I then found the expected value and the variation of [itex]\bar{I}[/itex].
[tex]E(\bar{I})=\mu[/tex]
[tex]
\begin{align*}
Var(T_I)=\frac{n-1}{n-3} &= Var(\frac{\sqrt(n)}{S} \bar{I} - \frac{\mu\sqrt(n)}{S} \\
\frac{n-1}{n-3} &= \frac{n}{S^2} Var(\bar{I}) \\
Var(\bar{I}) &= \frac{(n-1)S}{(n-2)n}
\end{align*}
[/tex]The distribution of the total number of registrations is the sum of the distributions of the registrations in the separate schools.
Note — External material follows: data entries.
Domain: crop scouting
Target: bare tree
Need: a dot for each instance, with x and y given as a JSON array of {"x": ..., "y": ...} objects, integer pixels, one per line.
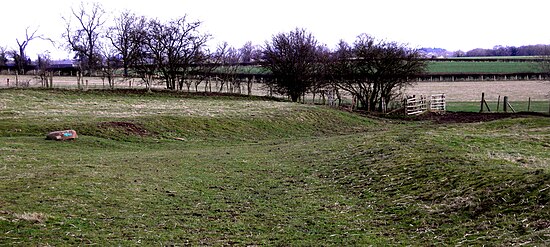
[
  {"x": 109, "y": 64},
  {"x": 174, "y": 47},
  {"x": 228, "y": 58},
  {"x": 84, "y": 37},
  {"x": 3, "y": 56},
  {"x": 292, "y": 59},
  {"x": 20, "y": 57},
  {"x": 374, "y": 71},
  {"x": 46, "y": 76},
  {"x": 128, "y": 37}
]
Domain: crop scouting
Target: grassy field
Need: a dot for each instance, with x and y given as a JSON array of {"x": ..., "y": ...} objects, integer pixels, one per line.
[
  {"x": 174, "y": 169},
  {"x": 518, "y": 106},
  {"x": 467, "y": 67}
]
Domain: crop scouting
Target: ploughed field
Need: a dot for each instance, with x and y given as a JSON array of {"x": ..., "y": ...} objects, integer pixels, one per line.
[{"x": 166, "y": 168}]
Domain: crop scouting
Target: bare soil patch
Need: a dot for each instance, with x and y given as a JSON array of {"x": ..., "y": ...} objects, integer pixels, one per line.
[{"x": 129, "y": 128}]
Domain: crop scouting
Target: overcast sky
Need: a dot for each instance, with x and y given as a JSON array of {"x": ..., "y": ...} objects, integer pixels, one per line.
[{"x": 450, "y": 24}]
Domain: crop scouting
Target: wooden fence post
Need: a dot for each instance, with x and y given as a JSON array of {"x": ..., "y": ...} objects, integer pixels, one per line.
[
  {"x": 498, "y": 103},
  {"x": 481, "y": 103},
  {"x": 505, "y": 104}
]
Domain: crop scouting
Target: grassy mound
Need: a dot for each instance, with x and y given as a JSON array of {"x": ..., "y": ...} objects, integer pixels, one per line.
[{"x": 174, "y": 169}]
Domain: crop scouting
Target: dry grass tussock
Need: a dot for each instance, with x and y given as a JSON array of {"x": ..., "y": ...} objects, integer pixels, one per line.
[{"x": 33, "y": 217}]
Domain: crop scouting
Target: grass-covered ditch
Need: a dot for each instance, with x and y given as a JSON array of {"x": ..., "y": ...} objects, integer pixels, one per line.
[{"x": 177, "y": 169}]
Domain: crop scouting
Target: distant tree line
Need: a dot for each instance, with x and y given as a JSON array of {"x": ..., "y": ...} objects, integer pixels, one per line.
[
  {"x": 528, "y": 50},
  {"x": 176, "y": 53}
]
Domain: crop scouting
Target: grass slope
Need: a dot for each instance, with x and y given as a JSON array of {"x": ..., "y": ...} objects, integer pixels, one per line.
[{"x": 184, "y": 169}]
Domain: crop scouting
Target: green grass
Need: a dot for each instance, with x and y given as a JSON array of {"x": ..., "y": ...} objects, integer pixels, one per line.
[
  {"x": 250, "y": 171},
  {"x": 519, "y": 106},
  {"x": 468, "y": 67}
]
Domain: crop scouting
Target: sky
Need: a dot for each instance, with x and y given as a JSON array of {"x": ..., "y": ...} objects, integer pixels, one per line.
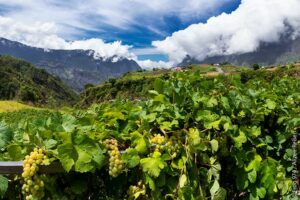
[{"x": 156, "y": 33}]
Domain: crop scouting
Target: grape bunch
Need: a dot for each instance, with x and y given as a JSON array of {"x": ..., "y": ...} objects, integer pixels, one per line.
[
  {"x": 136, "y": 191},
  {"x": 158, "y": 141},
  {"x": 33, "y": 185},
  {"x": 116, "y": 165}
]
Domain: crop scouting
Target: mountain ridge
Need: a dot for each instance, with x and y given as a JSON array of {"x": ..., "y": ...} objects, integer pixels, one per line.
[
  {"x": 75, "y": 67},
  {"x": 21, "y": 81},
  {"x": 282, "y": 52}
]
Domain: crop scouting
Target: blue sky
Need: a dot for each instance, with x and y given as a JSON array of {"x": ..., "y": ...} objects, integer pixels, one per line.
[
  {"x": 156, "y": 33},
  {"x": 140, "y": 36},
  {"x": 136, "y": 23}
]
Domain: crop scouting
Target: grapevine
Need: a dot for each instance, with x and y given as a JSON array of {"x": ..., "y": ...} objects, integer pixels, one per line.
[
  {"x": 116, "y": 165},
  {"x": 137, "y": 191},
  {"x": 33, "y": 185}
]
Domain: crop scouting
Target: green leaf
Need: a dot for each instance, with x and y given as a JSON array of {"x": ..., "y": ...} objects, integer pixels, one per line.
[
  {"x": 158, "y": 85},
  {"x": 69, "y": 123},
  {"x": 3, "y": 185},
  {"x": 239, "y": 140},
  {"x": 194, "y": 136},
  {"x": 255, "y": 131},
  {"x": 252, "y": 176},
  {"x": 5, "y": 134},
  {"x": 131, "y": 157},
  {"x": 182, "y": 180},
  {"x": 214, "y": 145},
  {"x": 270, "y": 104},
  {"x": 254, "y": 164},
  {"x": 139, "y": 142},
  {"x": 150, "y": 182},
  {"x": 212, "y": 102},
  {"x": 49, "y": 144},
  {"x": 83, "y": 162},
  {"x": 214, "y": 188},
  {"x": 153, "y": 165},
  {"x": 15, "y": 152},
  {"x": 67, "y": 155},
  {"x": 261, "y": 192},
  {"x": 220, "y": 194}
]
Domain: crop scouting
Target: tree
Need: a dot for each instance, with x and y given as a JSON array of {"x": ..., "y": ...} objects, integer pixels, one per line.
[{"x": 256, "y": 66}]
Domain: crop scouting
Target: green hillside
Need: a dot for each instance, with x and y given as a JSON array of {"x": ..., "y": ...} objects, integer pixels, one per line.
[
  {"x": 21, "y": 81},
  {"x": 135, "y": 85}
]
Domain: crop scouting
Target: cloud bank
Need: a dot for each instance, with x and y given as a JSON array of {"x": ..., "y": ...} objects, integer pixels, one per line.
[
  {"x": 253, "y": 22},
  {"x": 44, "y": 35}
]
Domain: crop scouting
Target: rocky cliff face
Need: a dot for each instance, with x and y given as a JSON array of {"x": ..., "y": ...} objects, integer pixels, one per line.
[{"x": 75, "y": 67}]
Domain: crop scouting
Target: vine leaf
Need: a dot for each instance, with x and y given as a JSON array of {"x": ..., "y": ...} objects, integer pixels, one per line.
[
  {"x": 214, "y": 188},
  {"x": 139, "y": 142},
  {"x": 182, "y": 180},
  {"x": 239, "y": 140},
  {"x": 254, "y": 164},
  {"x": 67, "y": 154},
  {"x": 214, "y": 145},
  {"x": 131, "y": 157},
  {"x": 3, "y": 185},
  {"x": 153, "y": 165},
  {"x": 252, "y": 176}
]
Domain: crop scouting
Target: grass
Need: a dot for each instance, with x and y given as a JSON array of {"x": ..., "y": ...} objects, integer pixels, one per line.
[{"x": 10, "y": 106}]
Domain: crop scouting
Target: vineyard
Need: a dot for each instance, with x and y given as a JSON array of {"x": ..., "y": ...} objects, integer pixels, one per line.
[{"x": 217, "y": 138}]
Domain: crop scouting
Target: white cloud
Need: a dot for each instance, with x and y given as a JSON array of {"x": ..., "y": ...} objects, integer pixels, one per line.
[
  {"x": 76, "y": 16},
  {"x": 241, "y": 31},
  {"x": 149, "y": 64},
  {"x": 44, "y": 35}
]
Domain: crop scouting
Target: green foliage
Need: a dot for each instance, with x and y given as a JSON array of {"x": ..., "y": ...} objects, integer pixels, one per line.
[
  {"x": 19, "y": 80},
  {"x": 232, "y": 138},
  {"x": 256, "y": 66}
]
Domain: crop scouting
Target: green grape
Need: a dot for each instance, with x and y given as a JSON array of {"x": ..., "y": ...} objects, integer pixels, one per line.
[
  {"x": 116, "y": 165},
  {"x": 158, "y": 141},
  {"x": 134, "y": 190},
  {"x": 33, "y": 186}
]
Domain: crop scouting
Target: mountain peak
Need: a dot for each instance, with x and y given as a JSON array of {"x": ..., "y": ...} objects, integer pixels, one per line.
[{"x": 76, "y": 67}]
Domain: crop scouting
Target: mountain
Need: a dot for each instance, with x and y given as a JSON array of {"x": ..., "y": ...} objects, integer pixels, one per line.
[
  {"x": 21, "y": 81},
  {"x": 75, "y": 67},
  {"x": 282, "y": 52}
]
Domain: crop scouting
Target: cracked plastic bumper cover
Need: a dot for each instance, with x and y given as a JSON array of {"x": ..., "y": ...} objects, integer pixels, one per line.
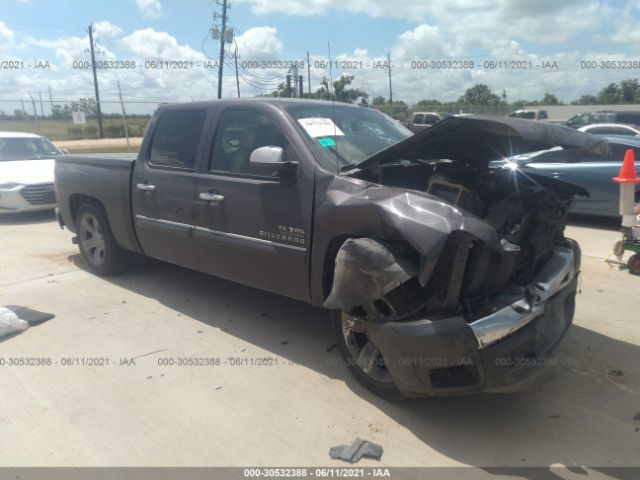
[{"x": 506, "y": 350}]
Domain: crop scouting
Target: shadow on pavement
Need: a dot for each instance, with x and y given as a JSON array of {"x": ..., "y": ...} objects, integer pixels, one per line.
[
  {"x": 602, "y": 223},
  {"x": 583, "y": 416},
  {"x": 27, "y": 218}
]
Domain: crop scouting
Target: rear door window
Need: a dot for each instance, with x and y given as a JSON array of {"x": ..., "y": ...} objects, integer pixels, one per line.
[
  {"x": 238, "y": 134},
  {"x": 431, "y": 119},
  {"x": 176, "y": 139}
]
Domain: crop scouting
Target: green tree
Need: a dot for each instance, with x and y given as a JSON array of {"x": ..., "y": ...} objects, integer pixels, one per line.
[
  {"x": 549, "y": 99},
  {"x": 480, "y": 94},
  {"x": 628, "y": 90},
  {"x": 609, "y": 94},
  {"x": 585, "y": 100},
  {"x": 342, "y": 91}
]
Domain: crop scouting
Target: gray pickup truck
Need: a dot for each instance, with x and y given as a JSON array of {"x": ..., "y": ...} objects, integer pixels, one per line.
[{"x": 445, "y": 268}]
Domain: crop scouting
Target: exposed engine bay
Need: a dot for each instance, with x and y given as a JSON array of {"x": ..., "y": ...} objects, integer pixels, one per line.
[{"x": 528, "y": 214}]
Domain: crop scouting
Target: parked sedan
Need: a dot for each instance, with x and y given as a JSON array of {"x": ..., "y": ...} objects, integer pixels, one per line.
[
  {"x": 612, "y": 129},
  {"x": 26, "y": 172},
  {"x": 593, "y": 173}
]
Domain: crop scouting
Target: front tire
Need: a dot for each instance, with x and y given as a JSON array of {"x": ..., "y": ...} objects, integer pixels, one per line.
[
  {"x": 634, "y": 264},
  {"x": 362, "y": 356},
  {"x": 97, "y": 245}
]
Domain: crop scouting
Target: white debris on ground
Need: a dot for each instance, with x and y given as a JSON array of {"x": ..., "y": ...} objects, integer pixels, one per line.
[{"x": 10, "y": 323}]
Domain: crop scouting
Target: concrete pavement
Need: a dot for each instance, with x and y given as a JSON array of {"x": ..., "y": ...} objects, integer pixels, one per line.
[{"x": 286, "y": 398}]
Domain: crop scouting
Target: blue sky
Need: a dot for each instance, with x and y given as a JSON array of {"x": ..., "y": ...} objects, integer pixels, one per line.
[{"x": 566, "y": 32}]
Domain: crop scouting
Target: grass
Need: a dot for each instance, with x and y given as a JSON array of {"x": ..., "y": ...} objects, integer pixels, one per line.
[{"x": 59, "y": 129}]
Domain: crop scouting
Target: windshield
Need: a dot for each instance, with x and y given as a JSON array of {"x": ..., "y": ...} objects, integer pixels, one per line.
[
  {"x": 26, "y": 148},
  {"x": 340, "y": 137}
]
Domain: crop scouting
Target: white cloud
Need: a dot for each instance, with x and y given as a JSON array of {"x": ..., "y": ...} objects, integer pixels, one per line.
[
  {"x": 150, "y": 43},
  {"x": 149, "y": 8},
  {"x": 6, "y": 37},
  {"x": 260, "y": 43}
]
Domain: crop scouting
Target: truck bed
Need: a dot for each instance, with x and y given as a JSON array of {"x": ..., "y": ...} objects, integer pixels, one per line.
[{"x": 106, "y": 178}]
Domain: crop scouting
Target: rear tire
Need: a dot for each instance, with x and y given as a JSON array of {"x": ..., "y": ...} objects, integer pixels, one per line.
[{"x": 97, "y": 245}]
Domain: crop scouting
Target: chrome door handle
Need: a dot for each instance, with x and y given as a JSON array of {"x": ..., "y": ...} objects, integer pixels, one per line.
[
  {"x": 214, "y": 198},
  {"x": 145, "y": 187}
]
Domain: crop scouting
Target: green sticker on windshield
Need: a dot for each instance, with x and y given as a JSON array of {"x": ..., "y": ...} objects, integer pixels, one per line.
[{"x": 326, "y": 142}]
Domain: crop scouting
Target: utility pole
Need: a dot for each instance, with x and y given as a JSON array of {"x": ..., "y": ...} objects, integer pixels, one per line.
[
  {"x": 237, "y": 79},
  {"x": 308, "y": 74},
  {"x": 50, "y": 100},
  {"x": 95, "y": 80},
  {"x": 124, "y": 116},
  {"x": 33, "y": 104},
  {"x": 41, "y": 109},
  {"x": 289, "y": 85},
  {"x": 390, "y": 90},
  {"x": 222, "y": 37}
]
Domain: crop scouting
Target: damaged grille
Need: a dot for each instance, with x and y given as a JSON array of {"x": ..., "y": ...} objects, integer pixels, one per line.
[{"x": 39, "y": 194}]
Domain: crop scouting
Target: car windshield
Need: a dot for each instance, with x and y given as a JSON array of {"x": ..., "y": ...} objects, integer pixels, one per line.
[
  {"x": 26, "y": 148},
  {"x": 340, "y": 137}
]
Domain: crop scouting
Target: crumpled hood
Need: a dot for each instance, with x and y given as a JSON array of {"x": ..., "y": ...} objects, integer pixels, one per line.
[
  {"x": 482, "y": 139},
  {"x": 27, "y": 172}
]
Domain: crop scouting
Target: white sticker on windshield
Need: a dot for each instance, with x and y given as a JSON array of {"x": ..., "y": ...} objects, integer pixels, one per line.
[{"x": 320, "y": 127}]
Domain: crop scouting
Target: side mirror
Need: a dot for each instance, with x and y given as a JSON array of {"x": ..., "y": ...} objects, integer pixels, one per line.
[{"x": 270, "y": 161}]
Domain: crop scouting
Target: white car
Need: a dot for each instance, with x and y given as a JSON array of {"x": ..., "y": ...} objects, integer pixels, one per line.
[
  {"x": 26, "y": 172},
  {"x": 611, "y": 129}
]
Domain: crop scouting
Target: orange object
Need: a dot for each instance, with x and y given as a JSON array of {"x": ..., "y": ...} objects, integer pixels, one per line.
[{"x": 628, "y": 170}]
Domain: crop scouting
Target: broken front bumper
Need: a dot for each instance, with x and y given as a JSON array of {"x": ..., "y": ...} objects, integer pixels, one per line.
[{"x": 506, "y": 350}]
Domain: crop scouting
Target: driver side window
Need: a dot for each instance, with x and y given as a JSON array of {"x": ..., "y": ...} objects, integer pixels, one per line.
[{"x": 240, "y": 132}]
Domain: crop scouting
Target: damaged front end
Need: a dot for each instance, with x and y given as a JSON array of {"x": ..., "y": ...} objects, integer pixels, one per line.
[{"x": 473, "y": 283}]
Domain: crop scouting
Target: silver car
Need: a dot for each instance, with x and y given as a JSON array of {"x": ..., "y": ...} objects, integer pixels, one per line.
[
  {"x": 593, "y": 173},
  {"x": 26, "y": 172}
]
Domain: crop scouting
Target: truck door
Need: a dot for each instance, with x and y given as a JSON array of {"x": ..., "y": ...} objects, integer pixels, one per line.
[
  {"x": 254, "y": 229},
  {"x": 163, "y": 186}
]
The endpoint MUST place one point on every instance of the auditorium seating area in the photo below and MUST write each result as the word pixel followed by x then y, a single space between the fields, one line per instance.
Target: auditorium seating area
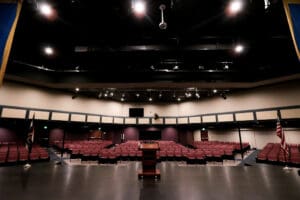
pixel 106 152
pixel 12 153
pixel 272 153
pixel 84 149
pixel 218 150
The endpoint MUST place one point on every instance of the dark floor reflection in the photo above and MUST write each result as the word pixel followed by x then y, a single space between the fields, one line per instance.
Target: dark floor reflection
pixel 48 181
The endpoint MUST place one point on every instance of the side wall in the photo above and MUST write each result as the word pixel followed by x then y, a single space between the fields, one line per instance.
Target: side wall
pixel 257 137
pixel 285 94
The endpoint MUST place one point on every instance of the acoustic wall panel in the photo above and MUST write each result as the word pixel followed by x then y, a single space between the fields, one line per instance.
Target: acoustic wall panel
pixel 265 115
pixel 157 121
pixel 209 118
pixel 13 113
pixel 77 118
pixel 130 120
pixel 60 116
pixel 195 120
pixel 244 116
pixel 107 120
pixel 143 121
pixel 290 113
pixel 43 115
pixel 93 119
pixel 118 120
pixel 225 118
pixel 183 120
pixel 170 121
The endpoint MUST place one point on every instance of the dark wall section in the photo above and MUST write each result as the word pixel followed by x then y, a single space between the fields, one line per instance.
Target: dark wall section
pixel 186 137
pixel 131 133
pixel 7 135
pixel 55 134
pixel 170 134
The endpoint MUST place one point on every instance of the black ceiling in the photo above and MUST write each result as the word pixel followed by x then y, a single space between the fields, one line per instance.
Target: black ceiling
pixel 102 44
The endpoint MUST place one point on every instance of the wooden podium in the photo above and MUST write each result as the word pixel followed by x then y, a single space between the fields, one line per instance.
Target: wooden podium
pixel 149 161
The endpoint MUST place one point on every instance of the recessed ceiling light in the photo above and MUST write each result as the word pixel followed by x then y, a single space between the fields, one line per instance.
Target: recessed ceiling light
pixel 46 9
pixel 239 48
pixel 139 7
pixel 48 50
pixel 235 6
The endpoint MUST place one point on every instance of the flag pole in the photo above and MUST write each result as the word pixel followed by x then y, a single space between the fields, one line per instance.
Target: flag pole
pixel 62 149
pixel 283 145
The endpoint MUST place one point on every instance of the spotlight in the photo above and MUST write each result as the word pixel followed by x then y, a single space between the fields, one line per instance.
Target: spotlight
pixel 162 25
pixel 48 50
pixel 139 7
pixel 46 9
pixel 223 95
pixel 235 7
pixel 239 48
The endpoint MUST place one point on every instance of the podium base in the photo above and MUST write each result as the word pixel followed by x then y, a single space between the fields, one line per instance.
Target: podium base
pixel 149 174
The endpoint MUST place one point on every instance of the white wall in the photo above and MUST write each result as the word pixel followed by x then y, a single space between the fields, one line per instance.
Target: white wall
pixel 265 97
pixel 257 137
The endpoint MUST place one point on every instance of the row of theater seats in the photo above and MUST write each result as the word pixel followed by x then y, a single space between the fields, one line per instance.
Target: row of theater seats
pixel 272 153
pixel 84 149
pixel 169 150
pixel 11 154
pixel 219 149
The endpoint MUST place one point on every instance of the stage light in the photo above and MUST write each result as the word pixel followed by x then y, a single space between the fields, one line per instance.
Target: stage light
pixel 235 7
pixel 48 50
pixel 239 48
pixel 46 9
pixel 223 95
pixel 139 7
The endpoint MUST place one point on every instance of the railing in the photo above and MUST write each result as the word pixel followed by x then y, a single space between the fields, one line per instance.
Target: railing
pixel 288 112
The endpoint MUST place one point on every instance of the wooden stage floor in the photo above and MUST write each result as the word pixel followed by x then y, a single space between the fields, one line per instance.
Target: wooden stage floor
pixel 47 181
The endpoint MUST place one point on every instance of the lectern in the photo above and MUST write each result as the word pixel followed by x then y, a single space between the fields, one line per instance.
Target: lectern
pixel 149 160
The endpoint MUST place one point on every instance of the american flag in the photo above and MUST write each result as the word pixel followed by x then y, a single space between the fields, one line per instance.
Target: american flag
pixel 280 134
pixel 30 135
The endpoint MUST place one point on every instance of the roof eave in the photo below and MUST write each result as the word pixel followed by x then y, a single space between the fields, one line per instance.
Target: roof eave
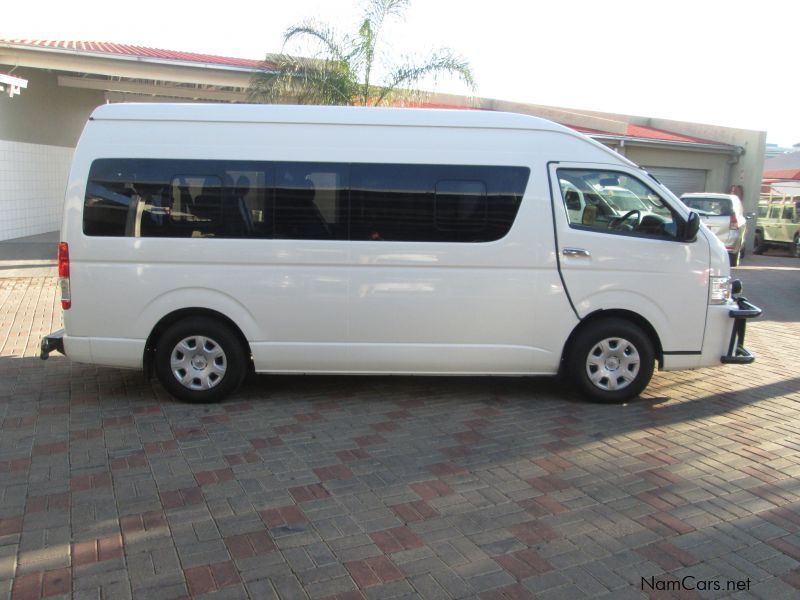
pixel 698 146
pixel 129 58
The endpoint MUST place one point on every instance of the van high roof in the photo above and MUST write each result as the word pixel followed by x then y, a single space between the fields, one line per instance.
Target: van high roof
pixel 334 115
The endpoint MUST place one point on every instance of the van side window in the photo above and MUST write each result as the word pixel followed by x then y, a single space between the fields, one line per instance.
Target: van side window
pixel 296 200
pixel 460 205
pixel 107 206
pixel 616 203
pixel 310 201
pixel 434 203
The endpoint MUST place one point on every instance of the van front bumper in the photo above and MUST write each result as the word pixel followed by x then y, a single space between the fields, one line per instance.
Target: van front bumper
pixel 737 354
pixel 54 341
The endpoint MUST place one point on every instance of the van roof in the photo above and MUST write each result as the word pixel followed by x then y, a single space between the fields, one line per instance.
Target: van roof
pixel 338 115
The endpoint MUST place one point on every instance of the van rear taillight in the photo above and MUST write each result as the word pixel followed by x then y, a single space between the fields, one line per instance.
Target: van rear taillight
pixel 63 274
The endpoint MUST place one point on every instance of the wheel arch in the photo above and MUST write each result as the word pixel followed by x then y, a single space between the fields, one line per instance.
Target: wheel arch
pixel 178 315
pixel 628 315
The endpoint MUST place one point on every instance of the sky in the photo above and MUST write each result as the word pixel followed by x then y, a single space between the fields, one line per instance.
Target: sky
pixel 732 63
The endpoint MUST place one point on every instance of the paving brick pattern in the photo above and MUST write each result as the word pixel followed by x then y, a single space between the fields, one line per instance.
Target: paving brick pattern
pixel 398 487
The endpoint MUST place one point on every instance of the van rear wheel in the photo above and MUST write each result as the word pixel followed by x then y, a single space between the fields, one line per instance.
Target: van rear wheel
pixel 611 361
pixel 200 360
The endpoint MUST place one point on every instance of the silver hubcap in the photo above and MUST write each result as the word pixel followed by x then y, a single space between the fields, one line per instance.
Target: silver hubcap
pixel 198 362
pixel 613 364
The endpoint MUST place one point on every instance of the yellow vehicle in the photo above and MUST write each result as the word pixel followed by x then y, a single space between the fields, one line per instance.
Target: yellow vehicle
pixel 778 223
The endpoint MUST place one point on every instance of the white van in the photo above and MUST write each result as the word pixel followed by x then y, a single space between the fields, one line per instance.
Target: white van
pixel 205 241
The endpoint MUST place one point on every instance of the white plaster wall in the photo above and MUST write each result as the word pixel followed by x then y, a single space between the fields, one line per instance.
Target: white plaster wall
pixel 33 178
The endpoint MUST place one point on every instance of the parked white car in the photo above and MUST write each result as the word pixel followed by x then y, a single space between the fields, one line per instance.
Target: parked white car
pixel 204 241
pixel 724 215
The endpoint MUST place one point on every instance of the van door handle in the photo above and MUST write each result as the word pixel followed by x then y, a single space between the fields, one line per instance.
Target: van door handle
pixel 576 252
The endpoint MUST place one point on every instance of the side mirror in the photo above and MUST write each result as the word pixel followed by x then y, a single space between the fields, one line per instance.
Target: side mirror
pixel 692 227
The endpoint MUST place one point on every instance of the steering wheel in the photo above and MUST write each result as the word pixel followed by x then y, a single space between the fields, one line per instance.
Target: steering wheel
pixel 619 222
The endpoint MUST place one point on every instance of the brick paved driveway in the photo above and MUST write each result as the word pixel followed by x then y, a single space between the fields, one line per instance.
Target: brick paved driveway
pixel 413 487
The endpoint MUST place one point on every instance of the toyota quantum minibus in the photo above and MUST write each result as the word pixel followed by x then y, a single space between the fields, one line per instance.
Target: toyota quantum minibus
pixel 204 241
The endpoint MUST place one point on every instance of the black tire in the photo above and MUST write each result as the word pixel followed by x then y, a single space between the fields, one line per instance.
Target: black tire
pixel 758 244
pixel 607 388
pixel 203 382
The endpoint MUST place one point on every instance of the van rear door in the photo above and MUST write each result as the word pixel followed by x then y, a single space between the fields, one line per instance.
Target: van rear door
pixel 633 260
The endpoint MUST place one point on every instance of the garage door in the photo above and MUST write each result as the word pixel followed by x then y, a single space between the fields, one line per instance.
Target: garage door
pixel 680 181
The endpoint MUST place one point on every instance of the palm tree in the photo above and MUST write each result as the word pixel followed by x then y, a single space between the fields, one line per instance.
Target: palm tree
pixel 343 69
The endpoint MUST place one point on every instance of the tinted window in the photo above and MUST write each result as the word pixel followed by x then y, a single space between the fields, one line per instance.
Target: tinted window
pixel 460 206
pixel 178 198
pixel 314 201
pixel 310 201
pixel 434 203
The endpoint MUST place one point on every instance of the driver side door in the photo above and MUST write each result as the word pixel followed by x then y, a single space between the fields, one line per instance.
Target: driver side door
pixel 611 258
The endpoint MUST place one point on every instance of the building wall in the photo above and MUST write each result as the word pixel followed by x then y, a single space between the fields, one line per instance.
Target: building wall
pixel 715 165
pixel 38 133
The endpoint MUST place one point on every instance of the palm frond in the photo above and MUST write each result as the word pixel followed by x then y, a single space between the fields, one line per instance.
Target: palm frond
pixel 409 75
pixel 322 34
pixel 303 81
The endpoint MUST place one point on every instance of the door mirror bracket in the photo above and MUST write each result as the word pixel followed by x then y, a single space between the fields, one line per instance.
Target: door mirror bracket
pixel 692 227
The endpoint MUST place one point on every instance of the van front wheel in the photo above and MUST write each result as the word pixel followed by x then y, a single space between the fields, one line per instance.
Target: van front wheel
pixel 611 361
pixel 200 360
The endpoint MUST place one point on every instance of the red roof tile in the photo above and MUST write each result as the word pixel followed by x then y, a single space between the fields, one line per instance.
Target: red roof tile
pixel 640 131
pixel 136 51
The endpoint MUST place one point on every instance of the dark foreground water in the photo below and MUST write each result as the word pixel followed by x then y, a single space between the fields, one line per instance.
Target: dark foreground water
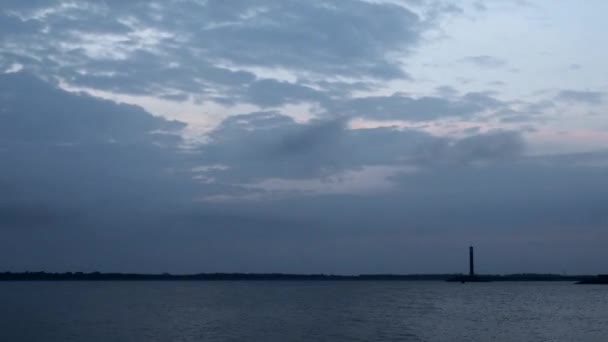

According to the Central limit theorem, that sum is approximately normally distributed.
[tex]\bar{T} \sim N\left(n \cdot E(\bar{I}), n \cdot Var(\bar{I})\right)[/tex]
The standardized variable is:
[tex]\frac{\bar{T} - n \cdot E(\bar{I})}{\sqrt{n \cdot Var(\bar{I})}/ \sqrt{n}} \sim N(0,1) [/tex]
And hence the 95% confidence interval is:
[tex] \left[n \cdot E(\bar{I}) - z_{0.025} \sqrt{n \cdot Var(\bar{I})}/ \sqrt{n}, n \cdot E(\bar{I}) + z_{0.025} \sqrt{n \cdot Var(\bar{I})}/ \sqrt{n} \right] [/tex]
Plugging in [itex]n=2700, E(\bar{I})=3700, Var(\bar{I})=161441.4414[/itex] finally gives:
[tex] \left[ 9989212.476 , 9990787.524 \right] [/tex]
The solution manual gives an interval that is much wider than this.